Generally Libya is a safe country to travel in but travellers are advised against all but essential travel to all areas bordering Chad and Sudan, due to instability in the region. With exception to official land border crossings to Tunisia and Egypt, visitors are not permitted to travel in the interior or to border areas without an officially sanctioned guide, or specific permission from the Libyan authorities. Travelling in a group or with an organised tour is recommended in remote regions and travellers should be advised of a threat of terrorism that can occur randomly. Prior permission from the Libyan authorities is required for travel to the desert regions and is in the form of a desert pass; however the oil mining areas of the desert should be avoided. It is highly recommended that one monitor the media and seek advice from the relevant authorities before travelling. Violent crime is generally not a problem, although visitors should avoid carrying valuables in public.

Local time is GMT +2.

Hotels and restaurants usually add a service charge of 10 to 20%. Tipping guides and drivers is expected.

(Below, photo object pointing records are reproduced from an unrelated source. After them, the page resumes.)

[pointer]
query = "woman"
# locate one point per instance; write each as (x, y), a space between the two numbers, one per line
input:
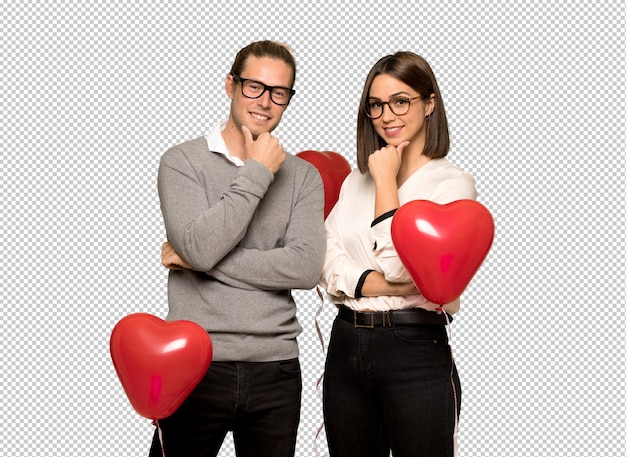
(390, 382)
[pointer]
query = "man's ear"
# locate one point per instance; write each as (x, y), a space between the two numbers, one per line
(229, 85)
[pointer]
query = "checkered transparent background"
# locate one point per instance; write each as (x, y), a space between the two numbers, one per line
(94, 93)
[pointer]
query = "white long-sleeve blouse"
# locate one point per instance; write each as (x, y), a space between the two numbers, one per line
(357, 244)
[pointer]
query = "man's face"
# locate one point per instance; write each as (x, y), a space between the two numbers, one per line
(258, 114)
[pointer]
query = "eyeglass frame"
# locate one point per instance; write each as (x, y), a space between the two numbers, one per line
(382, 111)
(266, 88)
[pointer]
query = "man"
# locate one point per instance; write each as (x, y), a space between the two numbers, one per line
(245, 225)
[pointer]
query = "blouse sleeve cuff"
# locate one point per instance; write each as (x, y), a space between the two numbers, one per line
(358, 292)
(383, 217)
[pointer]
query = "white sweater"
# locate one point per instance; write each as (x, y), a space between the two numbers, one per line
(354, 246)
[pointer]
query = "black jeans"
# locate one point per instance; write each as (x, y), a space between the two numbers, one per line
(258, 401)
(390, 389)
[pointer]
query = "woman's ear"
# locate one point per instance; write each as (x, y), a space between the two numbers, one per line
(430, 105)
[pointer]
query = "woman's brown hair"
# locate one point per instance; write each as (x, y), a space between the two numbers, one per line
(414, 71)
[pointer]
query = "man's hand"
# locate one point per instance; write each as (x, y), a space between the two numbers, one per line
(170, 258)
(265, 149)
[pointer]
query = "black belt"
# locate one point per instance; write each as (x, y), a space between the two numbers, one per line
(371, 319)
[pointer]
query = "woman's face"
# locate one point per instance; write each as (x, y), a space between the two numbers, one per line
(393, 128)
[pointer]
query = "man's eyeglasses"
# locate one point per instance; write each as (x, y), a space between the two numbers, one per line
(398, 106)
(255, 89)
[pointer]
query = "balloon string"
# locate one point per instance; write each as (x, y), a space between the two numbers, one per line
(160, 433)
(454, 393)
(319, 380)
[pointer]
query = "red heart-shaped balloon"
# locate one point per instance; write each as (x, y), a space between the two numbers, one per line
(442, 246)
(333, 168)
(159, 363)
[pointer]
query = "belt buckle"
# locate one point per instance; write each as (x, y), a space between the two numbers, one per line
(370, 325)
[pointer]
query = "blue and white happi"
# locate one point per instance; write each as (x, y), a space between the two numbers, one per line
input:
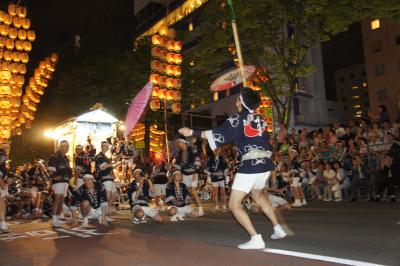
(248, 132)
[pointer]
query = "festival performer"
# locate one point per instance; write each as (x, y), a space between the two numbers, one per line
(185, 160)
(60, 172)
(217, 169)
(178, 199)
(248, 131)
(3, 192)
(91, 199)
(139, 198)
(81, 164)
(105, 175)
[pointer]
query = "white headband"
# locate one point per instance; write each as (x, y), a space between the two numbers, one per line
(244, 105)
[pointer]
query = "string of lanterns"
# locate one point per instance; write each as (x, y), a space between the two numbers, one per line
(166, 70)
(157, 139)
(16, 108)
(15, 44)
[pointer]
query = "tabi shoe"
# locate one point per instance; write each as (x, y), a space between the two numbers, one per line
(279, 233)
(256, 242)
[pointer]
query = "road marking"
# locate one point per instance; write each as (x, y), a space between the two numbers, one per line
(319, 257)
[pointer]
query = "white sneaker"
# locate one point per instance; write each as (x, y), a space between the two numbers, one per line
(201, 211)
(297, 203)
(255, 242)
(279, 233)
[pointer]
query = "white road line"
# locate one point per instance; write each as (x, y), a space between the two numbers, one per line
(320, 257)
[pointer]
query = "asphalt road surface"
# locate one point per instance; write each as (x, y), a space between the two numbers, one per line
(326, 233)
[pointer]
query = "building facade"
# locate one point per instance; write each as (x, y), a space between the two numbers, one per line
(381, 38)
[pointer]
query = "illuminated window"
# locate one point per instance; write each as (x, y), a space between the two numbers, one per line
(375, 24)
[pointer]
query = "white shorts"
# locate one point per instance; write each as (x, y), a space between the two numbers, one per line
(95, 214)
(60, 188)
(110, 186)
(296, 182)
(190, 180)
(276, 201)
(160, 189)
(219, 183)
(148, 211)
(247, 182)
(187, 210)
(79, 183)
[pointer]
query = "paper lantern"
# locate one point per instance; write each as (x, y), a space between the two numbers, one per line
(22, 11)
(19, 45)
(170, 58)
(154, 92)
(53, 58)
(22, 35)
(155, 105)
(7, 19)
(31, 35)
(12, 9)
(7, 55)
(176, 107)
(163, 31)
(177, 95)
(17, 22)
(9, 43)
(24, 58)
(26, 23)
(12, 33)
(3, 30)
(16, 91)
(178, 46)
(178, 59)
(16, 57)
(5, 90)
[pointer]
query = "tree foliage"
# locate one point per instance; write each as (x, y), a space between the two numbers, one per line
(276, 36)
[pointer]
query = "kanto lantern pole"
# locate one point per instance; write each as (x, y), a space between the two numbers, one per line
(237, 43)
(166, 129)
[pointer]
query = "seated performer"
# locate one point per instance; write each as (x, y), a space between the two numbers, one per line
(248, 131)
(178, 199)
(139, 197)
(91, 198)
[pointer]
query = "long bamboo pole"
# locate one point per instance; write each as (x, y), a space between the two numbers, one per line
(237, 43)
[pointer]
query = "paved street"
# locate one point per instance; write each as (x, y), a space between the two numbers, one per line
(361, 232)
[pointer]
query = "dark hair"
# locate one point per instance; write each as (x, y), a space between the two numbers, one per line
(251, 98)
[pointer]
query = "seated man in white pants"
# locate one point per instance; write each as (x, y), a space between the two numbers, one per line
(139, 197)
(91, 199)
(178, 199)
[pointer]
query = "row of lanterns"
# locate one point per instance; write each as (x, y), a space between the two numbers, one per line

Leptis Magna is one of Libya's top archaeological sites and a series of evocative ruins of what once was a beautiful town. Also known as Lobda and located near the town of Al-Khomas about 72 miles (120km) from Tripoli, the original city was built by the Phoenicians in the tenth century BC and ranks as one of the oldest permanent settlements in Africa. As you enter this awe-inspiring site you will find yourself facing the Hadrianic Baths near the arch of Septimius Severus. These baths are close to 1,900 years ago during the time of Septimus Severus, who was in fact born in the city. The Amphitheatre is 45 feet (70m) wide and offers spectacular views in all directions. Just less than a mile (1.6km) from the main site is the Circus, which was once one of the Roman Empire's largest. There are numerous statues and towering monuments throughout the site, such as Augustus and Tiberius as well as The Nymphaeum, Liber Pater, Rome and The Arches of Trajan.